Simponi works by blocking tumor necrosis factor (TNF), which plays an important role in causing abnormal inflammatory and immune responses. Previously approved to treat rheumatoid arthritis, psoriatic arthritis and ankylosing spondylitis (arthritis affecting the joints in the spine and the pelvis), Simponi is now approved to treat adults with moderate to severe ulcerative colitis that is resistant (refractory) to prior treatment or requires continuous steroid therapy.

Ulcerative colitis is a chronic disease that affects about 620,000 Americans. It causes inflammation and ulcers in the inner lining of the large intestine and is one of two main forms of chronic inflammatory bowel disease. The inflammation can lead to abdominal discomfort, gastrointestinal bleeding, production of pus and diarrhea.

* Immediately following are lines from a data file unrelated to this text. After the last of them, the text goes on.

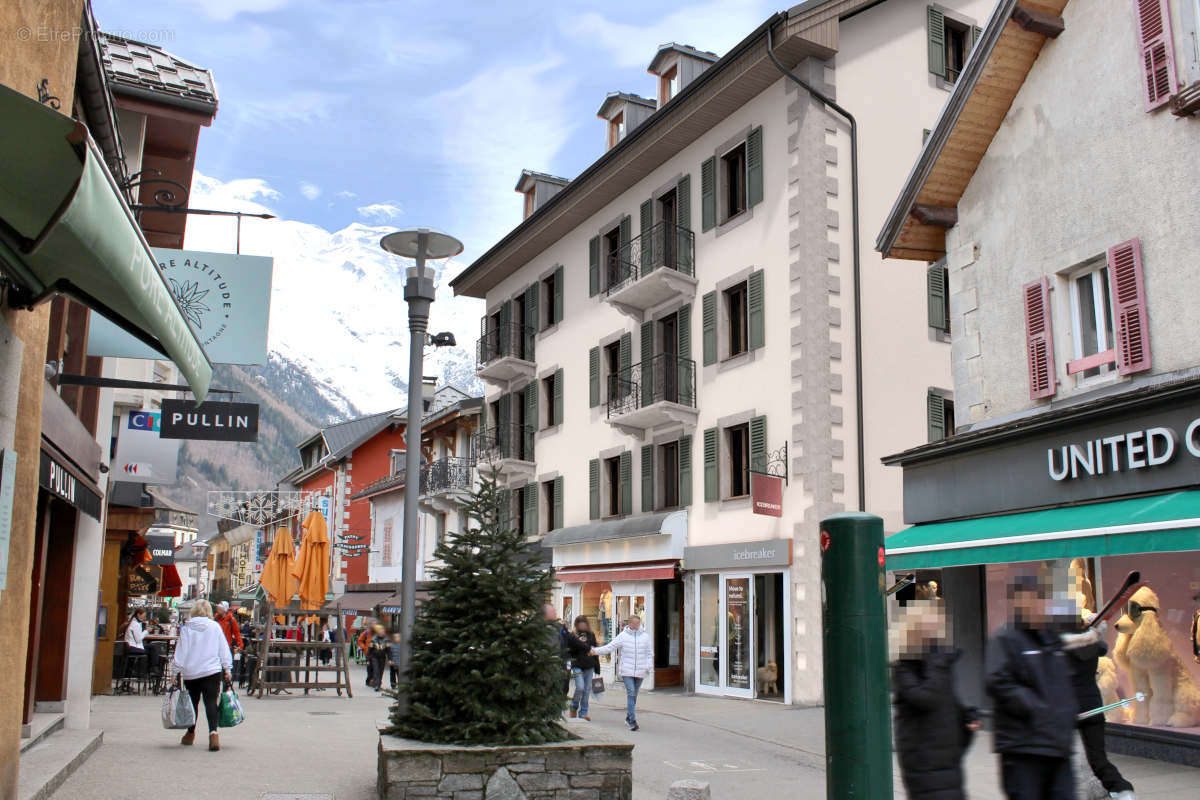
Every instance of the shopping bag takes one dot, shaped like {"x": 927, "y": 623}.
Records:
{"x": 229, "y": 710}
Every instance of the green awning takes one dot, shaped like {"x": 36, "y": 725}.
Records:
{"x": 65, "y": 228}
{"x": 1161, "y": 523}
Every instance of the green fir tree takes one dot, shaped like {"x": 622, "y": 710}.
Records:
{"x": 486, "y": 668}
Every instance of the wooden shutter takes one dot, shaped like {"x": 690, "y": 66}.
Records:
{"x": 594, "y": 488}
{"x": 685, "y": 470}
{"x": 935, "y": 415}
{"x": 759, "y": 444}
{"x": 756, "y": 299}
{"x": 593, "y": 377}
{"x": 648, "y": 364}
{"x": 1128, "y": 290}
{"x": 557, "y": 522}
{"x": 708, "y": 328}
{"x": 1038, "y": 338}
{"x": 708, "y": 194}
{"x": 558, "y": 296}
{"x": 647, "y": 477}
{"x": 1157, "y": 52}
{"x": 647, "y": 212}
{"x": 683, "y": 222}
{"x": 625, "y": 467}
{"x": 557, "y": 408}
{"x": 754, "y": 167}
{"x": 936, "y": 35}
{"x": 593, "y": 266}
{"x": 935, "y": 289}
{"x": 712, "y": 467}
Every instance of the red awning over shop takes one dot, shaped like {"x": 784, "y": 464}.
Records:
{"x": 610, "y": 572}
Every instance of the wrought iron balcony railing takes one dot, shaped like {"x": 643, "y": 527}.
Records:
{"x": 504, "y": 341}
{"x": 665, "y": 378}
{"x": 502, "y": 441}
{"x": 664, "y": 246}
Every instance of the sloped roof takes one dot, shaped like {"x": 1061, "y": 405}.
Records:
{"x": 147, "y": 71}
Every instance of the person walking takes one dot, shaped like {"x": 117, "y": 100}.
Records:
{"x": 634, "y": 665}
{"x": 585, "y": 666}
{"x": 202, "y": 659}
{"x": 1030, "y": 681}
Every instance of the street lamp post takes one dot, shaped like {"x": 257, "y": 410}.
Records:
{"x": 419, "y": 244}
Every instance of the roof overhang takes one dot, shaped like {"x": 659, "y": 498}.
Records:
{"x": 975, "y": 110}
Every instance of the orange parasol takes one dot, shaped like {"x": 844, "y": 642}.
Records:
{"x": 311, "y": 567}
{"x": 277, "y": 581}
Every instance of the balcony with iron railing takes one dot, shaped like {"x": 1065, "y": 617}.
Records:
{"x": 653, "y": 394}
{"x": 653, "y": 268}
{"x": 504, "y": 352}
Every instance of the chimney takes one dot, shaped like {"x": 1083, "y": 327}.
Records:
{"x": 538, "y": 187}
{"x": 623, "y": 113}
{"x": 676, "y": 66}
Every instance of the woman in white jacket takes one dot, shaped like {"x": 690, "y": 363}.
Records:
{"x": 202, "y": 657}
{"x": 634, "y": 663}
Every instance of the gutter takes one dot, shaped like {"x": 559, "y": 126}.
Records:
{"x": 708, "y": 74}
{"x": 857, "y": 263}
{"x": 946, "y": 122}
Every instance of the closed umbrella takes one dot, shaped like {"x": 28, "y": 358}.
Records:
{"x": 277, "y": 581}
{"x": 311, "y": 567}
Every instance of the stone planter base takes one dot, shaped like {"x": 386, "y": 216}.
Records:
{"x": 588, "y": 768}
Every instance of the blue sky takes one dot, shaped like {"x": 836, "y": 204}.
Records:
{"x": 414, "y": 112}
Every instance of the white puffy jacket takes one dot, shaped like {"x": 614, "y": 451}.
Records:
{"x": 636, "y": 650}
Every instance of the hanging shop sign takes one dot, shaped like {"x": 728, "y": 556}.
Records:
{"x": 211, "y": 421}
{"x": 226, "y": 298}
{"x": 63, "y": 482}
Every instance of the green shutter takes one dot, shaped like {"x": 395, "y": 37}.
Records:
{"x": 558, "y": 298}
{"x": 647, "y": 477}
{"x": 683, "y": 222}
{"x": 708, "y": 326}
{"x": 759, "y": 444}
{"x": 754, "y": 167}
{"x": 593, "y": 377}
{"x": 755, "y": 313}
{"x": 935, "y": 283}
{"x": 625, "y": 467}
{"x": 593, "y": 266}
{"x": 685, "y": 367}
{"x": 558, "y": 397}
{"x": 645, "y": 232}
{"x": 935, "y": 415}
{"x": 594, "y": 488}
{"x": 712, "y": 467}
{"x": 936, "y": 34}
{"x": 557, "y": 522}
{"x": 685, "y": 471}
{"x": 648, "y": 364}
{"x": 708, "y": 194}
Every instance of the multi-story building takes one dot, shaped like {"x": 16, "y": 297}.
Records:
{"x": 1071, "y": 250}
{"x": 693, "y": 312}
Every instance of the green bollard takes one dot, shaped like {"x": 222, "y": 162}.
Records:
{"x": 853, "y": 626}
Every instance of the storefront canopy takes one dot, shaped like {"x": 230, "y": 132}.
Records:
{"x": 1159, "y": 523}
{"x": 65, "y": 227}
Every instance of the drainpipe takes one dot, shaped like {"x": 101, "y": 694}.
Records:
{"x": 857, "y": 269}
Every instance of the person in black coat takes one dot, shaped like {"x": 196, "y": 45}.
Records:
{"x": 1030, "y": 680}
{"x": 933, "y": 728}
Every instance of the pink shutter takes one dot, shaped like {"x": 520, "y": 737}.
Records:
{"x": 1128, "y": 292}
{"x": 1038, "y": 338}
{"x": 1157, "y": 52}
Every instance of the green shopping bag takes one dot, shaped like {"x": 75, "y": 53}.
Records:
{"x": 231, "y": 714}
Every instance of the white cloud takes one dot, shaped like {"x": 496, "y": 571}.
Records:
{"x": 379, "y": 211}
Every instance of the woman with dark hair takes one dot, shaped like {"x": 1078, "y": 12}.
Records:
{"x": 583, "y": 666}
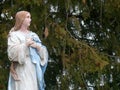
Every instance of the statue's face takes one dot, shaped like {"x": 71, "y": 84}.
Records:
{"x": 27, "y": 20}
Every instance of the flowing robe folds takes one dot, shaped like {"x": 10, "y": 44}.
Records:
{"x": 25, "y": 69}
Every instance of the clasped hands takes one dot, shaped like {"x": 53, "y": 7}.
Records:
{"x": 30, "y": 42}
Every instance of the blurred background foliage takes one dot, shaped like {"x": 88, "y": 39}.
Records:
{"x": 82, "y": 37}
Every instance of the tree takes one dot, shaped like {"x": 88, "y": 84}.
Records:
{"x": 82, "y": 38}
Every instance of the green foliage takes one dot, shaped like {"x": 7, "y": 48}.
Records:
{"x": 75, "y": 59}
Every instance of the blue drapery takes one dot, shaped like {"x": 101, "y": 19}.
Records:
{"x": 36, "y": 59}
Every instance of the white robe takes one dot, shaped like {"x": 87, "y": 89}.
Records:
{"x": 19, "y": 52}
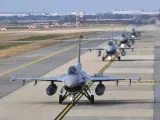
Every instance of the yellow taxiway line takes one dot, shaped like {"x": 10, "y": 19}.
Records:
{"x": 38, "y": 60}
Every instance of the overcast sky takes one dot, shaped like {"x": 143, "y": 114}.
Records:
{"x": 66, "y": 6}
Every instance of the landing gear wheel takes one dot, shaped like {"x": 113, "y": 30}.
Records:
{"x": 92, "y": 99}
{"x": 60, "y": 99}
{"x": 103, "y": 58}
{"x": 119, "y": 58}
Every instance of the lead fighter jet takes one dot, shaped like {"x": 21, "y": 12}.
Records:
{"x": 75, "y": 81}
{"x": 110, "y": 50}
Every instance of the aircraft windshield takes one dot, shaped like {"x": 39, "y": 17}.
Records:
{"x": 72, "y": 70}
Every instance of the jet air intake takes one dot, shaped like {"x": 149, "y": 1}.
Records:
{"x": 100, "y": 89}
{"x": 51, "y": 90}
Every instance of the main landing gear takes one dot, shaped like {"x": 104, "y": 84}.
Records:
{"x": 73, "y": 95}
{"x": 90, "y": 97}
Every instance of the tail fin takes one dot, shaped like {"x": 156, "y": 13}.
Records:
{"x": 79, "y": 52}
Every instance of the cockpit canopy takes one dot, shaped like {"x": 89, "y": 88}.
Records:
{"x": 72, "y": 70}
{"x": 110, "y": 42}
{"x": 133, "y": 29}
{"x": 123, "y": 35}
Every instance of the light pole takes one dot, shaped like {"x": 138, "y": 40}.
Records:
{"x": 112, "y": 30}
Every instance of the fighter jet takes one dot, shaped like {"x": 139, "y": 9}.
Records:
{"x": 110, "y": 51}
{"x": 134, "y": 33}
{"x": 75, "y": 81}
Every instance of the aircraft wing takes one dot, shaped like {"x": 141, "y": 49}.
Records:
{"x": 50, "y": 78}
{"x": 98, "y": 78}
{"x": 92, "y": 49}
{"x": 122, "y": 48}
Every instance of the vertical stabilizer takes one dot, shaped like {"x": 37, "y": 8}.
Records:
{"x": 79, "y": 52}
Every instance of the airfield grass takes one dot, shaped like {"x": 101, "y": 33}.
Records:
{"x": 10, "y": 49}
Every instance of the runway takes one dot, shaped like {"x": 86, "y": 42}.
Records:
{"x": 121, "y": 102}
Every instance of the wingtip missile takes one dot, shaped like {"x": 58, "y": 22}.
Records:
{"x": 35, "y": 83}
{"x": 13, "y": 78}
{"x": 23, "y": 82}
{"x": 117, "y": 82}
{"x": 130, "y": 81}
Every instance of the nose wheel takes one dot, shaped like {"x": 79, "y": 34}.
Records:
{"x": 92, "y": 99}
{"x": 60, "y": 99}
{"x": 119, "y": 58}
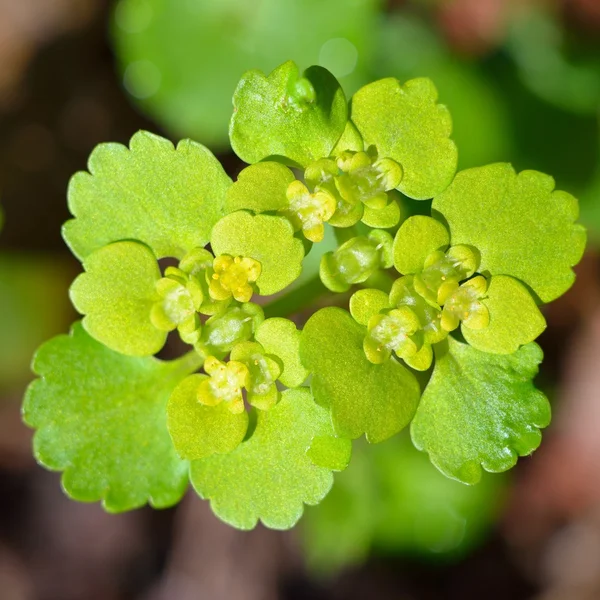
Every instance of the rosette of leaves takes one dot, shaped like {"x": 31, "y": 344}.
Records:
{"x": 258, "y": 413}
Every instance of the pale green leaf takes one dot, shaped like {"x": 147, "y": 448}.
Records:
{"x": 267, "y": 239}
{"x": 167, "y": 198}
{"x": 366, "y": 303}
{"x": 406, "y": 123}
{"x": 280, "y": 337}
{"x": 116, "y": 295}
{"x": 376, "y": 400}
{"x": 519, "y": 223}
{"x": 260, "y": 188}
{"x": 330, "y": 452}
{"x": 100, "y": 417}
{"x": 197, "y": 430}
{"x": 416, "y": 239}
{"x": 285, "y": 114}
{"x": 180, "y": 61}
{"x": 480, "y": 410}
{"x": 269, "y": 476}
{"x": 515, "y": 318}
{"x": 350, "y": 140}
{"x": 382, "y": 218}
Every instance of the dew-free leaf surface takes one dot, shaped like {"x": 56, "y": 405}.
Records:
{"x": 280, "y": 337}
{"x": 270, "y": 476}
{"x": 406, "y": 123}
{"x": 100, "y": 417}
{"x": 260, "y": 188}
{"x": 116, "y": 294}
{"x": 286, "y": 114}
{"x": 268, "y": 239}
{"x": 515, "y": 318}
{"x": 198, "y": 430}
{"x": 182, "y": 60}
{"x": 416, "y": 239}
{"x": 376, "y": 400}
{"x": 168, "y": 198}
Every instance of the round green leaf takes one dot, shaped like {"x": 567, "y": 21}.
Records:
{"x": 197, "y": 430}
{"x": 519, "y": 224}
{"x": 116, "y": 294}
{"x": 267, "y": 239}
{"x": 285, "y": 114}
{"x": 100, "y": 417}
{"x": 366, "y": 303}
{"x": 269, "y": 476}
{"x": 280, "y": 337}
{"x": 167, "y": 198}
{"x": 480, "y": 410}
{"x": 377, "y": 400}
{"x": 514, "y": 318}
{"x": 330, "y": 452}
{"x": 416, "y": 239}
{"x": 382, "y": 218}
{"x": 260, "y": 188}
{"x": 406, "y": 123}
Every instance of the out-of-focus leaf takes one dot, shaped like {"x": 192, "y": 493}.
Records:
{"x": 181, "y": 60}
{"x": 391, "y": 500}
{"x": 519, "y": 223}
{"x": 100, "y": 417}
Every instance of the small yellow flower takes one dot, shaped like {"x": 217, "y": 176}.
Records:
{"x": 232, "y": 277}
{"x": 224, "y": 384}
{"x": 308, "y": 211}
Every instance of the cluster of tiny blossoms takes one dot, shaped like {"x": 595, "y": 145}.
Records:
{"x": 423, "y": 307}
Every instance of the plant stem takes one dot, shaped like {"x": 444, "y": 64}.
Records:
{"x": 187, "y": 364}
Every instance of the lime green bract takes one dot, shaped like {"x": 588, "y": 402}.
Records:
{"x": 264, "y": 407}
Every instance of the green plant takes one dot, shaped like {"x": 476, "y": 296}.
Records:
{"x": 458, "y": 290}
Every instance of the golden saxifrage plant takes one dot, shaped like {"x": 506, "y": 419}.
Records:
{"x": 258, "y": 414}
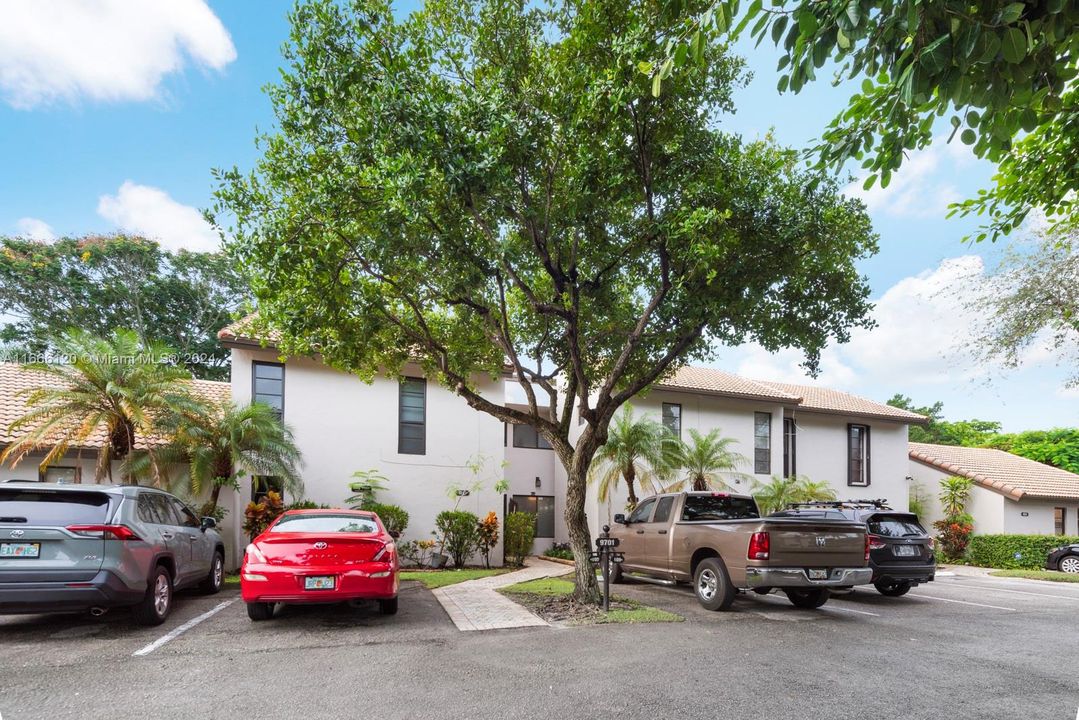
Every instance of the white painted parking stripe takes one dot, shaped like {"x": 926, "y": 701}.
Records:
{"x": 181, "y": 629}
{"x": 978, "y": 605}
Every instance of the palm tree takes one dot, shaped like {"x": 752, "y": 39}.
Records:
{"x": 120, "y": 384}
{"x": 636, "y": 450}
{"x": 227, "y": 442}
{"x": 702, "y": 459}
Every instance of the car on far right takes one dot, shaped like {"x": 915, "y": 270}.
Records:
{"x": 901, "y": 551}
{"x": 1064, "y": 558}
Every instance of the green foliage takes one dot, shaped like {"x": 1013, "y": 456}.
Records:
{"x": 517, "y": 540}
{"x": 117, "y": 383}
{"x": 781, "y": 491}
{"x": 394, "y": 517}
{"x": 489, "y": 182}
{"x": 636, "y": 451}
{"x": 101, "y": 283}
{"x": 456, "y": 533}
{"x": 704, "y": 458}
{"x": 368, "y": 484}
{"x": 999, "y": 70}
{"x": 1014, "y": 552}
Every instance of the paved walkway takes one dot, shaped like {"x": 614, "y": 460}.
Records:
{"x": 476, "y": 605}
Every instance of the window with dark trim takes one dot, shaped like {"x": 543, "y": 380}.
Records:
{"x": 526, "y": 436}
{"x": 268, "y": 385}
{"x": 790, "y": 447}
{"x": 858, "y": 456}
{"x": 672, "y": 418}
{"x": 542, "y": 507}
{"x": 762, "y": 443}
{"x": 412, "y": 417}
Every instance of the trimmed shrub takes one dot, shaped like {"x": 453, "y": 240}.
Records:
{"x": 1014, "y": 552}
{"x": 520, "y": 532}
{"x": 456, "y": 530}
{"x": 393, "y": 516}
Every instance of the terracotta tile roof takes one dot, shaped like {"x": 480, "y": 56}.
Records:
{"x": 16, "y": 380}
{"x": 1006, "y": 473}
{"x": 822, "y": 399}
{"x": 718, "y": 382}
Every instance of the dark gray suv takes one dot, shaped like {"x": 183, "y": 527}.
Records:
{"x": 79, "y": 547}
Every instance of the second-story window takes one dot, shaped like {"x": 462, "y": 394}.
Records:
{"x": 268, "y": 385}
{"x": 412, "y": 417}
{"x": 672, "y": 418}
{"x": 762, "y": 443}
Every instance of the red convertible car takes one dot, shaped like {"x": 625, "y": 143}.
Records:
{"x": 309, "y": 556}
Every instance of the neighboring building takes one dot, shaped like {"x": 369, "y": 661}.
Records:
{"x": 427, "y": 442}
{"x": 1011, "y": 494}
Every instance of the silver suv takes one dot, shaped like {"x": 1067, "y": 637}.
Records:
{"x": 79, "y": 547}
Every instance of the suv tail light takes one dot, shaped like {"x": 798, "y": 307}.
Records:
{"x": 118, "y": 531}
{"x": 873, "y": 543}
{"x": 760, "y": 546}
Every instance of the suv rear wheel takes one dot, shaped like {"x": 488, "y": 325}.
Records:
{"x": 712, "y": 585}
{"x": 808, "y": 599}
{"x": 154, "y": 608}
{"x": 892, "y": 587}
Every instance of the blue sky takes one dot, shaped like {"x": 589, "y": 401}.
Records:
{"x": 113, "y": 119}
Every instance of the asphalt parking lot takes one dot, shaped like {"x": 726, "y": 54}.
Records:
{"x": 958, "y": 648}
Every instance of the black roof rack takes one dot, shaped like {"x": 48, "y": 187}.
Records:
{"x": 859, "y": 504}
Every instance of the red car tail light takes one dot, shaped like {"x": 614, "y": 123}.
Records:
{"x": 118, "y": 531}
{"x": 760, "y": 546}
{"x": 873, "y": 543}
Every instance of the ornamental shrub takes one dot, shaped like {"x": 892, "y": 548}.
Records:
{"x": 1015, "y": 552}
{"x": 394, "y": 517}
{"x": 456, "y": 531}
{"x": 520, "y": 532}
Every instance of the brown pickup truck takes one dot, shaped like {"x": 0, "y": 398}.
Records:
{"x": 720, "y": 543}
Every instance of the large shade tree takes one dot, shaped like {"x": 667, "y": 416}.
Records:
{"x": 493, "y": 184}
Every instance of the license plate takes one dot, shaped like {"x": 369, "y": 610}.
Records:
{"x": 319, "y": 583}
{"x": 23, "y": 551}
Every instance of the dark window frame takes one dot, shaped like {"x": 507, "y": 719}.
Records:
{"x": 865, "y": 459}
{"x": 762, "y": 460}
{"x": 403, "y": 423}
{"x": 790, "y": 447}
{"x": 677, "y": 432}
{"x": 255, "y": 394}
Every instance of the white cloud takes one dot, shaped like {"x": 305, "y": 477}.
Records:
{"x": 150, "y": 212}
{"x": 918, "y": 189}
{"x": 103, "y": 50}
{"x": 35, "y": 229}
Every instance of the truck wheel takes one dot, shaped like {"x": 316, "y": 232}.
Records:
{"x": 808, "y": 599}
{"x": 892, "y": 587}
{"x": 712, "y": 585}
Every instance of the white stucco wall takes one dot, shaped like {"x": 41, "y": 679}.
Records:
{"x": 342, "y": 425}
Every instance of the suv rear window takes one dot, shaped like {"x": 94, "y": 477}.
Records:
{"x": 325, "y": 524}
{"x": 719, "y": 507}
{"x": 51, "y": 507}
{"x": 895, "y": 526}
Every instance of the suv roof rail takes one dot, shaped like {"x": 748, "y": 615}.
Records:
{"x": 875, "y": 504}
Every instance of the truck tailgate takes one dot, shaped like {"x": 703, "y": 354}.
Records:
{"x": 804, "y": 543}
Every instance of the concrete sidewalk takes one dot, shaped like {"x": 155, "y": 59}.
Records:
{"x": 476, "y": 605}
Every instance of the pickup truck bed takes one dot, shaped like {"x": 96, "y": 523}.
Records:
{"x": 721, "y": 544}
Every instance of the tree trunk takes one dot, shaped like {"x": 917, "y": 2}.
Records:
{"x": 586, "y": 589}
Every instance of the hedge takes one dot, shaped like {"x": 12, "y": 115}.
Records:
{"x": 1014, "y": 552}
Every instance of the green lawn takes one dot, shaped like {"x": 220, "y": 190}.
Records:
{"x": 630, "y": 611}
{"x": 1038, "y": 574}
{"x": 435, "y": 579}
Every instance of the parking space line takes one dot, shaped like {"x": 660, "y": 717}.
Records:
{"x": 181, "y": 629}
{"x": 978, "y": 605}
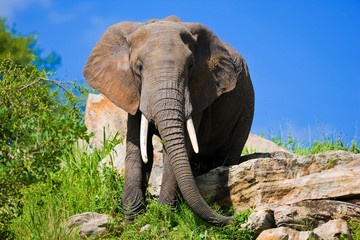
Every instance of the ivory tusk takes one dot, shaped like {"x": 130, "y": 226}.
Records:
{"x": 192, "y": 134}
{"x": 144, "y": 125}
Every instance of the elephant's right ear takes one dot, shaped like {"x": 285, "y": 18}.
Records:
{"x": 108, "y": 69}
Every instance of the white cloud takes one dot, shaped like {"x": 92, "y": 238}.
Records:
{"x": 60, "y": 18}
{"x": 9, "y": 7}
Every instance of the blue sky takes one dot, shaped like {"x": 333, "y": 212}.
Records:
{"x": 303, "y": 56}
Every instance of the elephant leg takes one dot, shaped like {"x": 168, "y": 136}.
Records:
{"x": 168, "y": 184}
{"x": 135, "y": 171}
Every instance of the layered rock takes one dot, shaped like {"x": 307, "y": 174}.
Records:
{"x": 280, "y": 178}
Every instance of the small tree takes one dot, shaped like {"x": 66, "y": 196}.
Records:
{"x": 38, "y": 122}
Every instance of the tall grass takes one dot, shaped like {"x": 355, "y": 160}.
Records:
{"x": 79, "y": 187}
{"x": 327, "y": 144}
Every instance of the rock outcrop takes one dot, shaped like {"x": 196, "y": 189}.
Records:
{"x": 88, "y": 224}
{"x": 296, "y": 197}
{"x": 281, "y": 178}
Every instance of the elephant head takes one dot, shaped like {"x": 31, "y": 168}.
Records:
{"x": 169, "y": 71}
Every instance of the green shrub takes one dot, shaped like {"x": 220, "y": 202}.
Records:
{"x": 38, "y": 125}
{"x": 328, "y": 144}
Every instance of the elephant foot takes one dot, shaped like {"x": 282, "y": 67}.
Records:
{"x": 173, "y": 203}
{"x": 132, "y": 210}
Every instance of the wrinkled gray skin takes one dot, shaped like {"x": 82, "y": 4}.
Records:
{"x": 168, "y": 71}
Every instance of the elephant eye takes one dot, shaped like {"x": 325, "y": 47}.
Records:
{"x": 138, "y": 67}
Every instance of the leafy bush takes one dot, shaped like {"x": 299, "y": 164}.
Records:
{"x": 335, "y": 143}
{"x": 36, "y": 129}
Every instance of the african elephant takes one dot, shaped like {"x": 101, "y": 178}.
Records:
{"x": 170, "y": 76}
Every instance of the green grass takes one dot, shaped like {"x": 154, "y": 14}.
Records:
{"x": 78, "y": 187}
{"x": 328, "y": 144}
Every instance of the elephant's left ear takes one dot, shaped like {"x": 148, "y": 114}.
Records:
{"x": 108, "y": 69}
{"x": 216, "y": 70}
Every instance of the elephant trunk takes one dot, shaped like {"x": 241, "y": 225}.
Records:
{"x": 169, "y": 118}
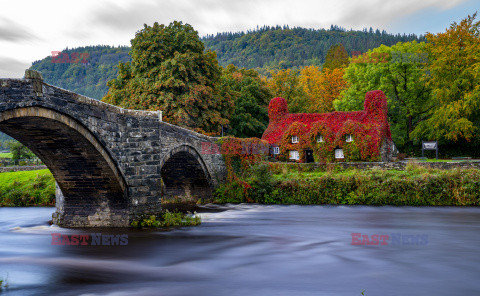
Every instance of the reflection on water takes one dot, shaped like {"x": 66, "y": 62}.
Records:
{"x": 253, "y": 250}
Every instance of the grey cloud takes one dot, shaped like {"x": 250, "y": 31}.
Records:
{"x": 12, "y": 31}
{"x": 202, "y": 14}
{"x": 12, "y": 68}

“Simponi is an important new treatment option for patients with moderate to severe ulcerative colitis,” said Andrew E. Mulberg, M.D., deputy director of the Division of Gastroenterology and Inborn Errors Products in the FDA’s Center for Drug Evaluation and Research. “It is critical that patients suffering from the serious and painful symptoms of ulcerative colitis have additional treatment options since patients experience the effects of the disease and respond to treatments differently.”

The safety and effectiveness of Simponi for ulcerative colitis were established in two clinical studies. Evaluations of patients included measures of stool frequency, rectal bleeding, endoscopic findings and a physician’s overall assessment.

In the first study, 513 patients with moderate to severe ulcerative colitis who could not tolerate or failed to respond to other therapies were randomly assigned to receive Simponi or a placebo. Results showed that a greater proportion of Simponi-treated patients achieved clinical response, clinical remission and, as seen during endoscopy, had improved appearance of the colon after six weeks compared with the placebo group.

In the second study, 310 patients with moderate to severe ulcerative colitis who were responders to Simponi were randomly assigned to receive Simponi or placebo. A greater proportion of Simponi-treated patients maintained clinical response through week 54 and had clinical remission at both weeks 30 and 54.

The most common side effects in patients treated with Simponi are upper respiratory infection and redness at the site of injection. Patients treated with Simponi are at increased risk of developing serious infections, invasive fungal infections, reactivation of Hepatitis B infection, lymphoma, heart failure, nervous system disorders and allergic reactions.